Challenges and testimonies were varied and all added to the other. Angela Minter challenged us to think about the unborn. She stands weekly on a sidewalk outside an abortion clinic sharing her testimony of aborting two of her babies and the deep regret she carries. She calls out for others to choose life, instead. Then there was Carolyn Twietmeyer who is mom to 14 children. Seven were adopted. Being interviewed by Family LIfe about adopting children with HIV, Carolyn works as president of Project Hopeful advocating for HIV-positive orphans and my heart broke for the hopelessness so many of these children shoulder alone.
Dr. Karyn Purvis of Empowered to Connect shared strategies and findings on parenting children from hard places. Brian Fikkert challenged us that sometimes helping hurts more than empowers. He offered strategies and higher-level thinking when it comes to international aid and orphan care.
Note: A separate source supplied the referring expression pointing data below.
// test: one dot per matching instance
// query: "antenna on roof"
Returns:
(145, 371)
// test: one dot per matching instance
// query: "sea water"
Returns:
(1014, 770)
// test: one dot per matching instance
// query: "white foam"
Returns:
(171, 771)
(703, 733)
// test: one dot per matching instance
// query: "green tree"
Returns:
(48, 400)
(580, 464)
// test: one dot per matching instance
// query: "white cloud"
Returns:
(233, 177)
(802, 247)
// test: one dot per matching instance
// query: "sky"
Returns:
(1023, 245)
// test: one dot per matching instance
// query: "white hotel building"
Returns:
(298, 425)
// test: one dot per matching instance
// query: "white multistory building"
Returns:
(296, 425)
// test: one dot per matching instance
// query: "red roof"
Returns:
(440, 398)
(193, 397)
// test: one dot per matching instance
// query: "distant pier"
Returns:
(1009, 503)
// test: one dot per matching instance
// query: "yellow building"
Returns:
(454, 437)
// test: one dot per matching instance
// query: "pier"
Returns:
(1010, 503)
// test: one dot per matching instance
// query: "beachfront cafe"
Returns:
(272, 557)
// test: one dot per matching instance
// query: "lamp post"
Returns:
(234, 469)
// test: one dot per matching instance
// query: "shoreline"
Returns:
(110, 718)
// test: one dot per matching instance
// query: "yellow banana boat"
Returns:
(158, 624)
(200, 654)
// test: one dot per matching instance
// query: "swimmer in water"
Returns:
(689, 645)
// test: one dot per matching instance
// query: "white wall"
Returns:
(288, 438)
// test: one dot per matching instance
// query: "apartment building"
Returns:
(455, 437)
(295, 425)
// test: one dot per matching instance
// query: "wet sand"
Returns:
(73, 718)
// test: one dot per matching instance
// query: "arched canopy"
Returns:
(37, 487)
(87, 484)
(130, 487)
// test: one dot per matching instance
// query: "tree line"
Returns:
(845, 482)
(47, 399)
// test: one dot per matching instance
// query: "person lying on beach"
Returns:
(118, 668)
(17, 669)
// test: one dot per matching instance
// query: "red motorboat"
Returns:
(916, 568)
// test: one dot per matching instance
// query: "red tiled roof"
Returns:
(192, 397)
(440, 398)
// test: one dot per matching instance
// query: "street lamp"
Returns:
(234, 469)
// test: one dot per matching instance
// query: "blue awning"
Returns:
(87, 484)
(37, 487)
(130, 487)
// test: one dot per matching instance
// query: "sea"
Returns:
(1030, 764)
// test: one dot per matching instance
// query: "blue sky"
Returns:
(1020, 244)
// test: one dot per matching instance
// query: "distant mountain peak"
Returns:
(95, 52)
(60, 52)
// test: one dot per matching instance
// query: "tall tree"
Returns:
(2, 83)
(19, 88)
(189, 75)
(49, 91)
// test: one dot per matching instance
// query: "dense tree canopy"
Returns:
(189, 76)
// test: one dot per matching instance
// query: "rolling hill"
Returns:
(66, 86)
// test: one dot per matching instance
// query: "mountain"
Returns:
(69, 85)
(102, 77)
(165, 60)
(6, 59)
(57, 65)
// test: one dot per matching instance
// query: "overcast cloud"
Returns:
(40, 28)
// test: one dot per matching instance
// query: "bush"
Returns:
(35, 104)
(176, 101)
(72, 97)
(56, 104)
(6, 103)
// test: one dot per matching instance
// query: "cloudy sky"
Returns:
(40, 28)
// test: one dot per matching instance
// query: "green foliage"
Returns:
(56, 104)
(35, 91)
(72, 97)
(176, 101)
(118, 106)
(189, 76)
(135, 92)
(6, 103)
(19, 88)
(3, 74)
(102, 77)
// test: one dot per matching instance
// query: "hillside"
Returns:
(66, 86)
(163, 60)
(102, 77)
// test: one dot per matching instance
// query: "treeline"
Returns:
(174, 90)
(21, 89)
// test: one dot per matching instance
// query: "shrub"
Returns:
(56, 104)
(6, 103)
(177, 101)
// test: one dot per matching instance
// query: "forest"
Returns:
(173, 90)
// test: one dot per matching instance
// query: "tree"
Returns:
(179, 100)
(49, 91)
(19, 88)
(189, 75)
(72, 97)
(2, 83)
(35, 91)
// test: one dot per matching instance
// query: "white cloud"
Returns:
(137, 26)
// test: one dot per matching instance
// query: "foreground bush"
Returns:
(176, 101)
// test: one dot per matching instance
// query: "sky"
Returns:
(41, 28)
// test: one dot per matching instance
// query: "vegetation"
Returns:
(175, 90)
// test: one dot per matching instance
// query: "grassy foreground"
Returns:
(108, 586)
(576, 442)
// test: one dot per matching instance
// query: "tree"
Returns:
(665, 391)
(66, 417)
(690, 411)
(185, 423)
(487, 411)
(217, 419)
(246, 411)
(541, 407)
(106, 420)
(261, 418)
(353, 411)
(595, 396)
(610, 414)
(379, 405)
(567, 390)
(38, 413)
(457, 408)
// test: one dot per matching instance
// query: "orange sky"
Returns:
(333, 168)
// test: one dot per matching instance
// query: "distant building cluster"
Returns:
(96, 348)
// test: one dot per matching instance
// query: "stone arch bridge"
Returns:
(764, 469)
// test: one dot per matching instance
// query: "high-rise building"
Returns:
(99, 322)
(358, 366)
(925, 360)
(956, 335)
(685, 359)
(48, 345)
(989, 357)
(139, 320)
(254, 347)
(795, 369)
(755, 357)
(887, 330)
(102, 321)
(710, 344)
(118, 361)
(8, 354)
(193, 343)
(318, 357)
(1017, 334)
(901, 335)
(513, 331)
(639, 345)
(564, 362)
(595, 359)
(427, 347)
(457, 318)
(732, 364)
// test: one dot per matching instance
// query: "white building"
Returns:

Then, a doctor from Kenya, Florence Muindi, gave a passionate plea for us to move past the initial response of adoption and child sponsorship to the more permanent answer of empowering churches in communities all around the world to be the answer. But ultimately, she added, we must listen to what God is calling each of us to do because we each are called to do something.
So as the Summit ends, my hope is that we will allow God to give [us] a new heart and put a new spirit in [us]; [to] remove [our] hearts of stone and give [us] hearts of flesh open to do his will. He is the master of reclaiming hope for orphans while shaping us, former orphans, in the process.